At the same time we always appeal to issues and we raise those particular topic that do not only cover Belarus, and it has always been the nature of the Belarus Free Theater, we go to those countries of the world that do not have enough attention as we do not. Just recently we came back from the illegal refugees camps in Morocco, or from Bangladesh and India, and it will be on stage.

- So you want to get the message out there in as many countries as many countries also could use the freedom of expression as you can, but let me put this to you, quite bluntly, it is not working –Lukashenka has been in power for twenty years. For then of those years pretty much you have been active in your theater group (and frankly today this group is empowered stronger than even), but nevertheless there are even signs that the EU is beginning to re-think its sort of isolation policy toward Lukashenka. It is not working.

- I believe that it is not working, because there is not enough attention on the part of European politicians and journalists. A journalist in Amsterdam told me “Oh, it is so interesting to talk to you for few days, and it is a kind of a discovery that such a situation exists in the middle of Europe”. But whose job is it to talk about such countries like Belarus? First of all it is the job of journalists to discover such stories where human rights are violated so terribly, were death squads exist and EU politicians, who did not solve problem of the last dictatorship in Europe, and now we have what we have with Russia and Ukraine…

- Isn’t Ukraine and what has happened there, the crisis in Ukraine, something that, perhaps, European governments are look at and they think “We know Lukashenka is repressive, we know, he is a dictator, but frankly the idea of having deep instability alongside that in neighboring Ukraine is actually even worse and goodness knows what Putin would do if Belarus became deeply unstable”. May be they have decided that just leaving this man in place is the most pragmatic policy?

- I believe it is the biggest mistake, because then we need to go back to 1936 and start talking about Hitler. What happened that time, when Europe did not do a proper job? So now we are in the danger of going back to a mutated system of the Soviet Union, but now it will be more sophisticated, if it is not prevented.

- Lukashenka said recently “I have set the task to show the European Union, the entire international community that Belarus is a country that should be love, appreciated and respected. You, Europeans, should appreciate us as your partners”. Do you worry that actually twenty years on Lukashenka is beginning to win the argument in Europe?

- No, he is just making fools of European politicians, and it has been his game for all these years. He has been blackmailing Russia with the EU and he has been blackmailing the EU with Russia. This is exactly what is happening, but it is necessary to understand that if in Belarus the bestselling political product is political prisoners, I believe it is important to understand that if he releases – this is what he is saying “If I release political prisoners, you give me money” – this is the end of the game.

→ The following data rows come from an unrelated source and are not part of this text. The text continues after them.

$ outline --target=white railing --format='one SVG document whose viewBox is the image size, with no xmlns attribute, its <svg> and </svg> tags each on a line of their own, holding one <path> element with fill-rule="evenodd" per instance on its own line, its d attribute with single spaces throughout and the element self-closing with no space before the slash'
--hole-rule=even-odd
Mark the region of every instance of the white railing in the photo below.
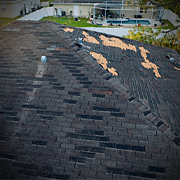
<svg viewBox="0 0 180 180">
<path fill-rule="evenodd" d="M 176 15 L 175 13 L 173 13 L 170 10 L 164 10 L 164 16 L 163 19 L 167 19 L 168 21 L 170 21 L 174 26 L 180 25 L 180 22 L 176 22 L 176 19 L 180 18 L 178 17 L 178 15 Z"/>
<path fill-rule="evenodd" d="M 43 17 L 47 17 L 47 16 L 53 16 L 53 7 L 45 7 L 42 9 L 39 9 L 37 11 L 34 11 L 28 15 L 25 15 L 24 17 L 18 19 L 18 20 L 22 20 L 22 21 L 39 21 L 40 19 L 42 19 Z"/>
</svg>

The EU should either put very tough economic and political sanctions in place not only against Lukashenka now, but against Putin and stop this game.

- Do you believe there will be a time, when you can go back and direct, put on your shows yourself in your home country in freedom?

- I do believe there will be such time, but it is only possible to make it true if the European Union and the United States have a joint position on that part of the world and stop talking, but act. “Do not tell me – show me” – this is exactly what should be done by the European Union and by the United States politicians.